Asbest dat niet wordt gesloopt kan wel worden onderhouden door verven of coaten. Het is af te
raden, hetzij voorafgaand aan verven, hetzij anderszins, te schuren of schoon te spuiten onder
hoge druk.
Lid 11
De sloopmelding is een aanvraag om beschikking. Dit betekent dat de procedure van artikel 4:5
jo. 4:15 Algemene wet bestuursrecht van toepassing is: Indien de aanvraag niet voldoet aan de
gestelde eisen, kan het bevoegd gezag besluiten de aanvraag niet in behandeling te
nemen. Dat kan pas als de aanvrager in de gelegenheid is gesteld zijn aanvraag binnen een door
het bevoegd gezag te stellen termijn aan te vullen. In dit artikellid is ervoor gekozen
die termijn kort te houden (één week), mede gelet op de korte beslistermijn op de sloopmelding.
Artikel 8.2.2 Overige uitzonderingen op het vereiste van omgevingsvergunning voor het slopen
Dit artikel geeft aan welke asbestverwijdering zonder sloopvergunning als bedoeld in artikel
8.1.1 en zonder sloopmelding als bedoeld in artikel 8.2.1 mag gebeuren. Deze uitzonderingen
hebben geen betrekking op andere regelingen waarin bepaalde sloophandelingen mogelijk aan
een vergunning, ontheffing of melding zijn gebonden, zoals de Monumentenwet of
monumentenverordening.
Sinds de inwerkingtreding van het Asbestverwijderingsbesluit 2005 staat ook het verwijderen
van beglazingskit dat is verwerkt in de constructie van kassen als vergunningvrij genoemd.

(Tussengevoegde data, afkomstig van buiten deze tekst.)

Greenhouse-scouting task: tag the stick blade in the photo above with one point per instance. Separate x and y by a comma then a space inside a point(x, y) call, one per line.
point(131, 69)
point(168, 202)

Voorheen werd de hier bedoelde kit ook wel aangeduid als voegkit.
Dit artikel geldt niet voor de in artikel 4, tweede lid, letter a bedoelde waterleidingbuizen,
gasleidingbuizen, rioolleidingbuizen en mantelbuizen, voor zover zij deel uitmaken van het
ondergrondse openbare gas-, water- en rioolleidingnet. Het verwijderen van gas-, water-, rioolen
mantelbuizen in bouwwerken moet wel plaatsvinden door een deskundig
asbestverwijderingsbedrijf. Bij het verwijderen van deze buizen die zich in (of in de kruipruimte
van) een bouwwerk bevinden is geen sprake van routinematig verwijderen met een beheersbaar
risico.
Paragraaf 3 Verplichtingen tijdens het slopen
Artikel 8.3.1 Veiligheid op het sloopterrein
Zie de toelichting onder het derde en vierde lid van artikel 8.1.1.
Artikel 8.3.2 Op het sloopterrein verplicht aanwezige bescheiden
Deze eis is nodig in verband met toezicht en opsporing. Mede door de aanwezigheid van de
vergunning of de aanschrijving (handhavingsbeschikking), die leidt tot het slopen mag degene die de werkzaamheden verricht – in de regel een ander dan de houder van de vergunning – geacht worden de voorschriften te kennen.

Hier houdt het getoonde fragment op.